Que disent le décret et l’arrêté de novembre 2014 ?
Le décret du 14 novembre 2014(1) impose à tout pharmacien (s’il ne l’a pas déjà) et aux établissements pharmaceutiques autorisés à sous-traiter de déposer une demande d’autorisation auprès du directeur de l’Agence régionale de santé (ARS) dont il dépend, s’il veut continuer à faire des préparations à risque pour la santé. La date butoir pour se mettre en conformité est le 14 mai 2015.
Voici la liste des préparations pouvant présenter un risque pour la santé(2).
1. Préparations stériles, sous toutes les formes. Remarque : elles sont exceptionnelles en officine.
2. Préparations, sous toutes les formes, à base d’une ou plusieurs substances mentionnées aux 12 à 14 de l’article L. 1342-2 du code de la santé publique. Il s’agit de celles par voies interne et externe, réalisées avec des substances CMR : cancérogènes, mutagènes et reprotoxiques de catégories 1, 2 et 3.
C’est cette liste qui est attendue par la profession.
3. Préparations destinées aux enfants de moins de 12 ans contenant des substances vénéneuses mentionnées à l’article L. 5132-1 du code de la santé publique, à l’exclusion des préparations destinées à être appliquées sur la peau contenant des substances mentionnées au 4 du même article.
Ce sont toutes les « pédiatriques » sauf les externes avec des listes?I et II, réalisées avec des listes?1 et 2, des stupéfiants et des psychotropes.
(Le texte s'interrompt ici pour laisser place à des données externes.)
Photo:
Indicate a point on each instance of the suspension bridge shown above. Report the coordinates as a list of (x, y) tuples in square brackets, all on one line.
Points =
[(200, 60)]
Exemples : des gélules enfants d’oméprazole ou de spironolactone requerront une autorisation pour être exécutées à partir du 14 mai 2015.
(1) Décret n° 2014-1367 du 14 novembre 2014 relatif à l’exécution et à la sous-traitance des préparations magistrales et officinales.
(2) Arrêté du 14 novembre 2014 fixant la liste des préparations pouvant présenter un risque pour la santé mentionnées à l’article L. 5125-1-1 du code de la santé publique. Publié au Journal officiel du 16 novembre 2014.